Knowing this first, that there shall come in the last days scoffers, walking after their own lusts, And saying, Where is the promise of his coming? for since the fathers fell asleep, all things continue as they were from the beginning of the creation.

But it is inevitable that one day, they too will be taken away from this world. And when that happens, I really wouldn’t know what to say. “Well, he’s probably gone to hell-fire then,” would be true, but maybe a little inappropriate. What do we say? 

What do we say to the Buddhist? He really thinks he can do what he likes, and that he has no accountability to any higher being. And if he messes up his life here, that’s all right, because after he’s dead he can just forget it all and start a new adventure as somebody or something else.

What do we say to the atheist? When he’s in trouble, he’s demanding that the government changes the law to allow him to “die with dignity” when he wants to, because he’s convinced himself there’s nothing after death. But how does he know? He doesn’t.

What do we say to the dozens I passed in the street on the way home on New Years Eve, crouching in little huddles on the pavement, all starting fires. It wasn’t because they were cold. They were burning fake money, in case their dead relatives needed a bob or two in the afterlife. It’s incredible what some people believe, honestly.

And what about people such as my wife’s sister and her husband, who a few years ago visited us in the UK. Their daughter was graduating from Aston University, so we spent a weekend in Birmingham. We were delighted when they said they’d come with us to church. So we Googled “Chinese-speaking Evangelical churches in Birmingham,” of which there are several, and took them to one of them. Afterwards, without being prompted, they said something along the lines of, “They’re not worshipping God, it’s just a social club.” To which, sad to say, we had to agree. We couldn’t pretend they were wrong. These unbelieving visitors had put their finger precisely on that particular church’s problem. But the church wasn’t able to see it, and are probably carrying on in their own sweet way regardless today. So, what do we say to those who are, humanly speaking, the hardest to reach of all - those who’ve been disillusioned by the church?

What do we say to any of these poor lost souls? There’s only one thing we can ever say to any of them:


Luke 13:3,5

Except ye repent, ye shall all likewise perish.


Acts 3:19

Repent ye therefore, and be converted, that your sins may be blotted out, when the times of refreshing shall come from the presence of the Lord....


Acts 17:30-31

And the times of this ignorance God winked at; but now commandeth all men every where to repent: Because he hath appointed a day, in the which he will judge the world in righteousness by that man whom he hath ordained; whereof he hath given assurance unto all men, in that he hath raised him from the dead.

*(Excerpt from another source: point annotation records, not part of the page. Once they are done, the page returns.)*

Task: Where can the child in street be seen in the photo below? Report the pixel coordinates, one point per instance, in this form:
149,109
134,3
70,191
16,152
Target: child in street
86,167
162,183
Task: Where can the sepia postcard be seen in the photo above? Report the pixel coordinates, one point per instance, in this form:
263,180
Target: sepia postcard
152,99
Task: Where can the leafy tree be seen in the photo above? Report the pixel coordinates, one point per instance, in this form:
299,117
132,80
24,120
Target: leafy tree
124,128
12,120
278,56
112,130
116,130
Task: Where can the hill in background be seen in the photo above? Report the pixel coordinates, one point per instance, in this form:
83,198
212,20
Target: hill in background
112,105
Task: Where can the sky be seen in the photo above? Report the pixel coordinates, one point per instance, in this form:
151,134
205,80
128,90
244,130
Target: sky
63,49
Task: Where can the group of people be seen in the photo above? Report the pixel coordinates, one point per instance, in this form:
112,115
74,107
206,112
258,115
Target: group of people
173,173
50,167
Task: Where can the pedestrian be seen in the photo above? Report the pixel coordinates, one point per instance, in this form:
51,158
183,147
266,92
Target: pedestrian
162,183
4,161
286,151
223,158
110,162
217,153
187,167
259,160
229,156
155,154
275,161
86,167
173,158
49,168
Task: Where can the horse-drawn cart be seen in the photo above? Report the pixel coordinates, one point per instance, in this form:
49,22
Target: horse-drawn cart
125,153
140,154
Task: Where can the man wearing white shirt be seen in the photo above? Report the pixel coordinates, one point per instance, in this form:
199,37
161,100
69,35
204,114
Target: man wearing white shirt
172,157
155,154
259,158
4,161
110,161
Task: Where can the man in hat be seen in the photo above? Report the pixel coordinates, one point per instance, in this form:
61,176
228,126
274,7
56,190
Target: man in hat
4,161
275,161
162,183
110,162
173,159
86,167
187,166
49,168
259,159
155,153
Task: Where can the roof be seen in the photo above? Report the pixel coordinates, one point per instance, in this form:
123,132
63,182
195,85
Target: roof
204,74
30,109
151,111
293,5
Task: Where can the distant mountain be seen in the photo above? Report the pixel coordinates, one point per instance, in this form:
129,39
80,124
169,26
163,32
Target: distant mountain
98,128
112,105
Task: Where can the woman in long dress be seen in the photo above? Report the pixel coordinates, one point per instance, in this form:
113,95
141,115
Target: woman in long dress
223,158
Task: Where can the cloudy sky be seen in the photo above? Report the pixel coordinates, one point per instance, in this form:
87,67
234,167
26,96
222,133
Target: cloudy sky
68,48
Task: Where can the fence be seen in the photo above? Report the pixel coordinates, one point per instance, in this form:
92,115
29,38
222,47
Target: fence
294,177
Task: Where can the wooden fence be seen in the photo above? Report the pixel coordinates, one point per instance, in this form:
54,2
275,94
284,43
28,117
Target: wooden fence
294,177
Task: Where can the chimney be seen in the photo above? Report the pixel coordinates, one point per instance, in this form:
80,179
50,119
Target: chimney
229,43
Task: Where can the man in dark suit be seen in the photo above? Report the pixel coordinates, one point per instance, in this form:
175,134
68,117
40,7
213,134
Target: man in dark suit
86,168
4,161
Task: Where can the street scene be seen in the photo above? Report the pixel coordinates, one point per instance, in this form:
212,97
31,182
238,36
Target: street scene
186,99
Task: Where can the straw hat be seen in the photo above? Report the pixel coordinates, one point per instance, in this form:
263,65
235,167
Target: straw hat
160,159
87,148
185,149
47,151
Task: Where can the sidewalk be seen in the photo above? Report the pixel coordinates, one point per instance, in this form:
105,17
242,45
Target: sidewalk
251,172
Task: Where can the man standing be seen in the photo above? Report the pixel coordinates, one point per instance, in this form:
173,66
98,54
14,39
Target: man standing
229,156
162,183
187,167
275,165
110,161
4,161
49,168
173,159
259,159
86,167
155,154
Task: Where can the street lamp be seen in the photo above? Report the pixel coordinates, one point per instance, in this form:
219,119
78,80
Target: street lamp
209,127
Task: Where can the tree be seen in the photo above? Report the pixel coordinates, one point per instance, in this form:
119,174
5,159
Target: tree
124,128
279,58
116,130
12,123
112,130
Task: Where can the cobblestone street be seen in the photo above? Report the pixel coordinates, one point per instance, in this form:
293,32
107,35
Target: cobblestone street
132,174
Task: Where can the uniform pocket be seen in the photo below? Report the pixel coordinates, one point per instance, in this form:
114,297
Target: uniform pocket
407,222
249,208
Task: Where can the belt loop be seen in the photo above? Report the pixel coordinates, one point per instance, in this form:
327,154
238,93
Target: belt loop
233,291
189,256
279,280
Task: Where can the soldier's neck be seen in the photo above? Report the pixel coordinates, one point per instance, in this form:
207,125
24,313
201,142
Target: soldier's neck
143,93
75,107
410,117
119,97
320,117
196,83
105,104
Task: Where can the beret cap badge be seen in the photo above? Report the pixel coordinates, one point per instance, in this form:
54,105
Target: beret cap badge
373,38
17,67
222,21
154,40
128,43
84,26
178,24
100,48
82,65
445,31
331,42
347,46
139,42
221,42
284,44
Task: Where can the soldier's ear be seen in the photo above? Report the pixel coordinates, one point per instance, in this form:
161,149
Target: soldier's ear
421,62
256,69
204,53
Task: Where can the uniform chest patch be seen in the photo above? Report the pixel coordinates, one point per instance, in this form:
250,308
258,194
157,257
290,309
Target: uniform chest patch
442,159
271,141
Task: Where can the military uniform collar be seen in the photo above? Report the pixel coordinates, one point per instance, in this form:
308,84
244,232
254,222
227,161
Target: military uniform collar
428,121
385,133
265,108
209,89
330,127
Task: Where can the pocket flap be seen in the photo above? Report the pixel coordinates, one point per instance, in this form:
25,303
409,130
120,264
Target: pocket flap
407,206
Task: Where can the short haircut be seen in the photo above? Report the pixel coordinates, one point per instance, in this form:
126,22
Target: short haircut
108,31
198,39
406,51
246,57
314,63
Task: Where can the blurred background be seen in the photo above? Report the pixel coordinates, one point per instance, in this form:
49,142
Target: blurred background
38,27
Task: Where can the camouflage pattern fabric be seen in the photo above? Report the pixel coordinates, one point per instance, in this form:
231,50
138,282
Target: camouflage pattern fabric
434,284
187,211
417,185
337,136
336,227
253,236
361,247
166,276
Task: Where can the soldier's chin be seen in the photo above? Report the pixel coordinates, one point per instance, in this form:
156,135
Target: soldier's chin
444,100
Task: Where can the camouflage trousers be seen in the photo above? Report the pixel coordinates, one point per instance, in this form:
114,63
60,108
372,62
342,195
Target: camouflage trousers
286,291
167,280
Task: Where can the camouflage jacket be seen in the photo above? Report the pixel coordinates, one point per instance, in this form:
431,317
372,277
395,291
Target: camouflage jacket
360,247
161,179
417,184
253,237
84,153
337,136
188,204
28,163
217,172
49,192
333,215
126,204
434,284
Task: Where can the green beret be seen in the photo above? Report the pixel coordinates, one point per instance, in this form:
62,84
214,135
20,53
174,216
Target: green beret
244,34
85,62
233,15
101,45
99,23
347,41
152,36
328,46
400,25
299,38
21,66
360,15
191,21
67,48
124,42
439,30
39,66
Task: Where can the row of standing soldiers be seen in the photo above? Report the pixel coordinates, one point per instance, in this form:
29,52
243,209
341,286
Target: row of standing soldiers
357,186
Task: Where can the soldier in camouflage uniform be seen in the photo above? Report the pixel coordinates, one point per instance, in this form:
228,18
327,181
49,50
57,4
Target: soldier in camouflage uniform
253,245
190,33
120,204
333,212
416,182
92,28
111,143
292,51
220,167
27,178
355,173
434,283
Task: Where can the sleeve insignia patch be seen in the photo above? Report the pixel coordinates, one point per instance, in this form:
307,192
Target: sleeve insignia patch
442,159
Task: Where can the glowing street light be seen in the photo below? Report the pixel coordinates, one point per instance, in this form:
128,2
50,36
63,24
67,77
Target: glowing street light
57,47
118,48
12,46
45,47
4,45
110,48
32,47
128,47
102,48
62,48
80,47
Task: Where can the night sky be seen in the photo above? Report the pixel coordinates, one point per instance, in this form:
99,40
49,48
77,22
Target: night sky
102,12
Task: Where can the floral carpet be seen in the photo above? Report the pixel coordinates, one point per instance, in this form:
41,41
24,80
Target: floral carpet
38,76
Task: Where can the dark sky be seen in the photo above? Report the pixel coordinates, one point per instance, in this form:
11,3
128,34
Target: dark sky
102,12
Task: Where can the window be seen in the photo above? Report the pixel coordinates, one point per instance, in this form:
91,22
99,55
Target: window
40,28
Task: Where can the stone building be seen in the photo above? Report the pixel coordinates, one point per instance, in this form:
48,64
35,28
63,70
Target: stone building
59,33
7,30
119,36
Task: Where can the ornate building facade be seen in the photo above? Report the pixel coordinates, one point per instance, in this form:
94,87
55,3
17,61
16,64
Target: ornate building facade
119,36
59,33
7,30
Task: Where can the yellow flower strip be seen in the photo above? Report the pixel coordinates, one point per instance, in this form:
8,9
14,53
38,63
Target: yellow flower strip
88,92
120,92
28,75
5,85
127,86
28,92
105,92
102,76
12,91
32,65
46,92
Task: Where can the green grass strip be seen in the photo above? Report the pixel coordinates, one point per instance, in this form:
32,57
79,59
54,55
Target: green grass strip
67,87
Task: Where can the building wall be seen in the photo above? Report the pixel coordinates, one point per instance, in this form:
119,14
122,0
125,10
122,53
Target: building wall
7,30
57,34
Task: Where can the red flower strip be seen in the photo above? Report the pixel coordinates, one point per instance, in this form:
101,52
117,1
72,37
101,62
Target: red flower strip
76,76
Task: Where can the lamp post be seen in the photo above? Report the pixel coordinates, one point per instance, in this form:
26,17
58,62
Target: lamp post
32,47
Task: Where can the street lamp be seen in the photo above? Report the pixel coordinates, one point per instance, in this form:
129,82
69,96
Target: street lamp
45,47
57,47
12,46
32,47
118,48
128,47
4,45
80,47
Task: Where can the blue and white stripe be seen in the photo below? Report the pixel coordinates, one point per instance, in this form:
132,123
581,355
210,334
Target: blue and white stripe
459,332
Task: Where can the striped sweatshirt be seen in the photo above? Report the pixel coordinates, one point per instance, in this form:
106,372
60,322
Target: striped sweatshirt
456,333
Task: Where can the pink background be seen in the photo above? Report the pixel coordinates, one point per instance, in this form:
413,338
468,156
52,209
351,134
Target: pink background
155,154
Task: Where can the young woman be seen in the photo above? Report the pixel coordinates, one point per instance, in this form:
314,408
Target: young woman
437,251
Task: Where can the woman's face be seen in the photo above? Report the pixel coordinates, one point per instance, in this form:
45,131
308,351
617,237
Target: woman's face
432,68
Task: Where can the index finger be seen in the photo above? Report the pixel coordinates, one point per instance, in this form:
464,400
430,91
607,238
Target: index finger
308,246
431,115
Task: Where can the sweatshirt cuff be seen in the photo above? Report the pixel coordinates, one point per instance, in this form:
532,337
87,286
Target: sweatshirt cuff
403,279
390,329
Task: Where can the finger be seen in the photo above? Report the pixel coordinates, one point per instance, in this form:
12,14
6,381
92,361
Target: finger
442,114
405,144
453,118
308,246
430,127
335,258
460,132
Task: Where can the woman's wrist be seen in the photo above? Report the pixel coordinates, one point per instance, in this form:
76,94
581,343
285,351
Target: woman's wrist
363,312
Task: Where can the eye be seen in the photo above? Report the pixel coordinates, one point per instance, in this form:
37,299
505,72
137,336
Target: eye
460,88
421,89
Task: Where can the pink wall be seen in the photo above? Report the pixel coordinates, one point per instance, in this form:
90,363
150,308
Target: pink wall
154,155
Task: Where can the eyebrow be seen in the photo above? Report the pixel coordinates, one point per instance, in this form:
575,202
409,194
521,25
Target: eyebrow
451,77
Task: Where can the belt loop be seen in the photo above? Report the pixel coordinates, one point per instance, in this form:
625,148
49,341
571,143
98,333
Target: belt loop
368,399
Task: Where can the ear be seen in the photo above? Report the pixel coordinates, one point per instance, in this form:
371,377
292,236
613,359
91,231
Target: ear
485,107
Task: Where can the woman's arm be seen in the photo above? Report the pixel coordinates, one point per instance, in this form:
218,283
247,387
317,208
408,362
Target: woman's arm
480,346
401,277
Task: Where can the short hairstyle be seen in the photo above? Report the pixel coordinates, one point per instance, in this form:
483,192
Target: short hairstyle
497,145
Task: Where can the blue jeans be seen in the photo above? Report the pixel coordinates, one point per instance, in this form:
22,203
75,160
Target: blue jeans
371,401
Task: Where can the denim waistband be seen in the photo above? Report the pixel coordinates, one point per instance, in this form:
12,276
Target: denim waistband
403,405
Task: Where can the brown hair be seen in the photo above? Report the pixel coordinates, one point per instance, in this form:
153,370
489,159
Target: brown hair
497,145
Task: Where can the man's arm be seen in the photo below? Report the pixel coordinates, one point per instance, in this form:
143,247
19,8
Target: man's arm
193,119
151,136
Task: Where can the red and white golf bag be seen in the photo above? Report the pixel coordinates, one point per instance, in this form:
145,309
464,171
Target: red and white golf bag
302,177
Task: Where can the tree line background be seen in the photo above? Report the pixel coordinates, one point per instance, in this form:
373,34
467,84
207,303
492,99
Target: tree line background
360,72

We’ll get laughed at and mocked, and certainly become unpopular for saying these things. But it’s the absolute truth, and we’ve got no other message of hope to give. We can’t change hearts, we leave it to the Lord to do that. But we must at least realise how serious the gospel message really is.


2 Corinthians 5:10-11

For we must all appear before the judgment seat of Christ; that every one may receive the things done in his body, according to that he hath done, whether it be good or bad. Knowing therefore the terror of the Lord, we persuade men.


And a final word to those who may find themselves, in the Lord’s providence, in a pulpit. Don’t shout. Don’t tell funny stories. Preach as though someone in the congregation has just had a bereavement. That should keep minds sufficiently focussed on eternal things.

Ecclesiastes 7:2

It is better to go to the house of mourning, than to go to the house of feasting: for that is the end of all men; and the living will lay it to his heart.